Le gouvernement table sur les «services à la personne » pour relancer un tant soit peu l’emploi qui va s’effondrer début 2010, en raison de l’insuffisance des investissements des collectivités (voir article antérieur). On dissimule sous des flots de Grippe H1N1 une triste réalité qui, passée la période semi-euphorique des fêtes, deviendra beaucoup plus délicate à cacher. La réouverture, hier, des restos du cœur, avec une affluence inédite de milliers de gens sous le seuil de pauvreté, donne le ton des mois de janvier et février. L’Eldorado supposé des « services à la personne » (APA, aide ménagère, aide familiale…) va également devenir un désert financier, et poser des problèmes graves, à la fois à celles et ceux qui ont pris l’habitude d’en avoir, et à ceux qui attendent un soutien régulier. Qui va payer ? Comment va-t-on pérenniser des emplois sans aucune sécurité sur leur financement ? Qui viendra en renfort des Conseils généraux qui ploient sous les obligations sociales que leur transfère un Etat qui n’a plus rien de protecteur ?

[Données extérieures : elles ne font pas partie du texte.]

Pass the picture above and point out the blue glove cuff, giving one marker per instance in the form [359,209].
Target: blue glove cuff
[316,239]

En Gironde, au 31 octobre, le Conseil Général avait engagé 114,4 millions d’euros pour l’APA (contre 88,4 à la même date en 2008) ; 120,6 millions d’euros pour le RMI-RSA (contre 112,2 à la même date en 2008) ; 25 millions pour la prestation compensatoire du Handicap (contre 14,4 millions en 2008). Et ce, sans les compensations attendues de l’Etat qui n’a plus un fifrelin à mettre sur ses engagements, ou qui les décale sans cesse dans le temps  ! Tous les écrits et les grandes déclarations, du genre  » Monsieur de Sévigné rentrant de la cour et tentant d’évangéliser le bon peuple des croyants », ne changeront rien à la réalité

Réuni à Lyon  en forum, le réseau des associations d’aide à domicile en milieu rural (ADMR), qui ne relève pas de l’association de dangereux gauchistes, a donc tiré la sonnette d’alarme sur ses moyens de financement….
Alors que le secteur s’est fortement professionnalisé (souvent à la demande des conseils généraux, soucieux de la qualité du service) sous l’impulsion des pouvoirs publics, la tarification ne prend pas toujours en compte les coûts de revient des services, et cela malgré les règles fixées par la loi du 2 janvier 2002 et du décret «tarifaire» du 22 octobre 2003. L’ADMR observe notamment des écarts importants : la prise en charge horaire varie entre 16,80 et 23 euros selon les départements, ce qui constitue une injustice criante à l’égard du principe d’égalité d’accès aux services républicains.  La perte de la TP et le manque criant de péréquation des richesses entre les ressources, par exemple, de l’EPAD de la Défense et du  département de la Creuse ou de la Haute Loire, va accentuer ces différences, inadmissibles dans le cadre de l’application d’une loi de la République!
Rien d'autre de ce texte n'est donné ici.